I haven’t read any actual reviews of the movie yet, but I saw something last night that indicated some critics don’t like it. If that’s the case, I have to disagree with those critics. I thoroughly enjoyed “The Monuments Men.” I would go see it again if I had the chance.
While it’s based on real situations, and some of its characters are (renamed) versions of real people, I don’t know how accurate it is as blow-by-blow history. But as entertainment, for me anyway, it was a grand slam home run.
I suspect most of you know the basic premise, and the cast in various permutations have been blanketing various talk shows for the past couple of weeks, but in case you don’t know, the movie is set during World War II, primarily after the Normandy invasion, when all sides could see the writing on the wall but there was still a perilous journey to get there. The Nazis had been accumulating billions of dollars worth of priceless artworks from the countries they’d invaded and from the Jews in their own country. This artwork was intended to eventually be displayed in a massive “Fuhrer Museum” in Hitler’s home town.

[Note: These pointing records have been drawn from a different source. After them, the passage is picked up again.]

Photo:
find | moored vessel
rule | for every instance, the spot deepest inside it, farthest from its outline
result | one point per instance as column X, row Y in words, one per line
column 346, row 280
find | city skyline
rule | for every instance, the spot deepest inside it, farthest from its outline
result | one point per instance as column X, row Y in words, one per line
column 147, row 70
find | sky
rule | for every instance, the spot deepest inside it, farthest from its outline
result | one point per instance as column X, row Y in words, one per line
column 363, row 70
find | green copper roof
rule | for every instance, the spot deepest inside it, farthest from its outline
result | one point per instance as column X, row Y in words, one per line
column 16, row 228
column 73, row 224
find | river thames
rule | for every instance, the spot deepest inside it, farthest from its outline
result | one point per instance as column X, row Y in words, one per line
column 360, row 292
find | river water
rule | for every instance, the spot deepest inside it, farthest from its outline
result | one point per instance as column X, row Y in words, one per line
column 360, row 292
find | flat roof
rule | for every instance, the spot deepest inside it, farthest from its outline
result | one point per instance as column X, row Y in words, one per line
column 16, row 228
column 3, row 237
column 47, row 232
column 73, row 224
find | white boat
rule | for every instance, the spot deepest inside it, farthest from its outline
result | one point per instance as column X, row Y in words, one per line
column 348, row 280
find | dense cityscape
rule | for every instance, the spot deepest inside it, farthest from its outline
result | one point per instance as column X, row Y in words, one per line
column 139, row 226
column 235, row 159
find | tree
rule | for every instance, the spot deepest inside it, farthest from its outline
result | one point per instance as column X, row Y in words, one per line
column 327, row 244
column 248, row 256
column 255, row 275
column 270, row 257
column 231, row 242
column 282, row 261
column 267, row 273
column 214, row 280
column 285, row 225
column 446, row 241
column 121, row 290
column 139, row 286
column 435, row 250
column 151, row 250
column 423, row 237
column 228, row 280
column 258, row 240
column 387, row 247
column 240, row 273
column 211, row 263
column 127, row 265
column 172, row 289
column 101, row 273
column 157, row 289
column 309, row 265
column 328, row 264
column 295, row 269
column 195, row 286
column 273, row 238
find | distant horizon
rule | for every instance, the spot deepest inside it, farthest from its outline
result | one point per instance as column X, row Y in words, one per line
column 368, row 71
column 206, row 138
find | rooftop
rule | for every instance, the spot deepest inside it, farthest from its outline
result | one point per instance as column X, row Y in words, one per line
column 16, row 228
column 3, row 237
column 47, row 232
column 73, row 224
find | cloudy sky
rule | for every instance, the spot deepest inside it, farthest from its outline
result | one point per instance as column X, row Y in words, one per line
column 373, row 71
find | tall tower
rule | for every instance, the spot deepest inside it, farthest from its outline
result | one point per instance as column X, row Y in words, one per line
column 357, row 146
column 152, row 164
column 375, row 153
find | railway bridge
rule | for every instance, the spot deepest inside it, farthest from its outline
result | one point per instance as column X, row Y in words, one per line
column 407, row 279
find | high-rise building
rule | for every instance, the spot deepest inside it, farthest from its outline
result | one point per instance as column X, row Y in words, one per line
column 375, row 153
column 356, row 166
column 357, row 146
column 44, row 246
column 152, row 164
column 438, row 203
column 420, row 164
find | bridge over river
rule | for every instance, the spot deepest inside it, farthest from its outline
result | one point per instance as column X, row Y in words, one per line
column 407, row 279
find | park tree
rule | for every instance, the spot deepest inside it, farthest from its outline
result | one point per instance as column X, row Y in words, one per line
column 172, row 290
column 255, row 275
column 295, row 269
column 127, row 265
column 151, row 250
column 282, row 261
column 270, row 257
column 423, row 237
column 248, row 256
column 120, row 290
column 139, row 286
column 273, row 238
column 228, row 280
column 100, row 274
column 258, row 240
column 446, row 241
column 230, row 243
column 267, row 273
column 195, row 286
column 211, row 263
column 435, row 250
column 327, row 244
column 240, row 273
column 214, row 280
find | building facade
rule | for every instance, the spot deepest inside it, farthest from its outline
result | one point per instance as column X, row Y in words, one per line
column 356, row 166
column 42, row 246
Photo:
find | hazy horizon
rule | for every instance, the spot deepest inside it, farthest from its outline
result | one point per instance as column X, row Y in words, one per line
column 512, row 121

With the end of the war looming, there are several dangers – that the Nazis might destroy the artifacts out of spite, that the Allies might bomb them accidentally, or that the Soviets might re-steal them and keep them for themselves, with the supposed moral justification of their heavy casualties.

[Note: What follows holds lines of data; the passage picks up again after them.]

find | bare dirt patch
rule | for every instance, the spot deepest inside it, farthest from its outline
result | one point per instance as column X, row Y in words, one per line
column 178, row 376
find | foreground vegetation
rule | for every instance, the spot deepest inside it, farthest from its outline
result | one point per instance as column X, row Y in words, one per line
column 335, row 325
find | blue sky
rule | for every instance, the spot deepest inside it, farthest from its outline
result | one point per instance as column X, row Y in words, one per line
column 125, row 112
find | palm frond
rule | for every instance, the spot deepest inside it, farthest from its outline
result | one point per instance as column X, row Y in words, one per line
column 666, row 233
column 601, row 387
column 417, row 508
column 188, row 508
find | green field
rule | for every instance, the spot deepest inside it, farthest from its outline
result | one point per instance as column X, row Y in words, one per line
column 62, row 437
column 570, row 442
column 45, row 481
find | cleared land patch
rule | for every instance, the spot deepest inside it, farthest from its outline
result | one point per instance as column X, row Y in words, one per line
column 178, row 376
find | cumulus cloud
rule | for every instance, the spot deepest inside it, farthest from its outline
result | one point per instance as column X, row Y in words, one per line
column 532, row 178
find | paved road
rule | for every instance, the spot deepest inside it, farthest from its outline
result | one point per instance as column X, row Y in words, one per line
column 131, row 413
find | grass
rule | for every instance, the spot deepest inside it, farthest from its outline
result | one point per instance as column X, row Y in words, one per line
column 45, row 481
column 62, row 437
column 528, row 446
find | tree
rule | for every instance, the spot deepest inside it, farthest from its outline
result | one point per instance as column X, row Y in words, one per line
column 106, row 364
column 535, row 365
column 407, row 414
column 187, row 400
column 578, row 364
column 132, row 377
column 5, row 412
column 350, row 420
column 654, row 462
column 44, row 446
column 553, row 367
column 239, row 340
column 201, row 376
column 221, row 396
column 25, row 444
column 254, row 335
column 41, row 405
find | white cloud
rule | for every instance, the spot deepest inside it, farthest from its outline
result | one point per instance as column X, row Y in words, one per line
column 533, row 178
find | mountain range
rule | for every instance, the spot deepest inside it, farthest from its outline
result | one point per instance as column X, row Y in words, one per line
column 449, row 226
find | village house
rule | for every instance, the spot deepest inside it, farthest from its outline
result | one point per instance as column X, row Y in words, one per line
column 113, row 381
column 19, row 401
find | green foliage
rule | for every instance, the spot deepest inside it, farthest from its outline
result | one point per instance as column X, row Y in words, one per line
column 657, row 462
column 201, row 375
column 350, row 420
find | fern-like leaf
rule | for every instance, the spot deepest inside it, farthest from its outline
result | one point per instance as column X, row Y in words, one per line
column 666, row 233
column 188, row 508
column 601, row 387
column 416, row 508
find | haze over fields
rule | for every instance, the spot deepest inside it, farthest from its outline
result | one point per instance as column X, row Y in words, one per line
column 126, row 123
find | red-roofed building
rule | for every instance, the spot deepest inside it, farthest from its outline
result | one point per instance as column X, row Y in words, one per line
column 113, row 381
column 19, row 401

Frank Stokes (Clooney) convinces FDR of the necessity to preserve these priceless cultural artifacts, even if it involves risk. The authorities aren’t convinced enough to commit much in the way of resources, but they allow Clooney to put together a team of experts, played by Matt Damon, John Goodman, Bill Murray, Jean Dujardin (“The Artist,” which I saw for the first time on Netflix just a few weeks ago), Bob Balaban and Hugh Bonneville (“Downton Abbey”). The men are a bit too old to be regular soldiers but gamely go through basic training and are dispatched to Europe. There, with the help of a young German-speaking soldier (played by Dimitri Leonidas, who’s gotten little mention but who’s terrific) and a cynical Frenchwoman (Cate Blanchett), they attempt to track down and preserve as much of the artwork as they can, returning it to its original owners if possible.
Some in the military to whom Clooney and his team turn for help see this as a ridiculous distraction and an insult to the brave young soldiers risking their lives around the world. But Clooney and his team passionately believe that the cultural identity of the conquered nations is one of the very things the Nazis had been trying to destroy – and therefore one of the very things that was most worth fighting for. They see themselves not simply as preserving dusty old works of art but as preserving part of what it means to be a human being.

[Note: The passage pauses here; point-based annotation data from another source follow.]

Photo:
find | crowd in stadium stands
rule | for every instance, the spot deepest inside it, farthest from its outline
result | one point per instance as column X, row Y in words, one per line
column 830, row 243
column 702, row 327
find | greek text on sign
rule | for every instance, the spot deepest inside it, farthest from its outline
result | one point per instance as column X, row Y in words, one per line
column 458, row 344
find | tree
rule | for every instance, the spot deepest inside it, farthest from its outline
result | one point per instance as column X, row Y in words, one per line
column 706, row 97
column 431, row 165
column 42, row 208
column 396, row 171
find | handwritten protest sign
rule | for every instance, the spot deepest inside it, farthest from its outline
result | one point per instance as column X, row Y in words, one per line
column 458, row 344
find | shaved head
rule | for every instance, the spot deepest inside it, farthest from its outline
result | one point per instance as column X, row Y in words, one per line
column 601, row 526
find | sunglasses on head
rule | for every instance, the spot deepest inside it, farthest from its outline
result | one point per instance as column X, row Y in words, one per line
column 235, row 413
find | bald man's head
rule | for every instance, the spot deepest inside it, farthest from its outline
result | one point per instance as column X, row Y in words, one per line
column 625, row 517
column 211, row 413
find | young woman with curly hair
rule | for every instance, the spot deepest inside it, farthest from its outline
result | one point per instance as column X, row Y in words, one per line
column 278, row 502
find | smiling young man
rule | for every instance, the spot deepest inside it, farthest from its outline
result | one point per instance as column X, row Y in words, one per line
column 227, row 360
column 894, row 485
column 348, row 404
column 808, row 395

I knew going in that this was part of the message of the movie and was afraid it would be driven home with a sledgehammer. Remember Clooney’s famously-arrogant Oscar speech, in which he seemed, on behalf of the entertainment industry, to take credit for every social advance of the past century? Even Trey Parker and Matt Stone of “South Park,” who owed Clooney their careers, made fun of that speech as a dangerous “cloud of smug” which figured into the cataclysmic plot of one “South Park” episode.
But, no, while this movie has a message (and a good one), it works first and foremost as entertainment. The bravado of Clooney’s team and the relationships between various team members made me think of classic movie director Howard Hawks, who would probably have enjoyed this movie greatly. I particularly loved the Mutt-and-Jeff relationship between Bill Murray’s and Bob Balaban’s characters. I would watch a movie just about the two of them.
In fact, if the movie has a flaw, it’s that the cast is so big, with so many great actors, that you wish you could get to know some of the characters a little bit better, especially the two who leave the action before we get to the end.
I highly recommend this movie. I had a great time.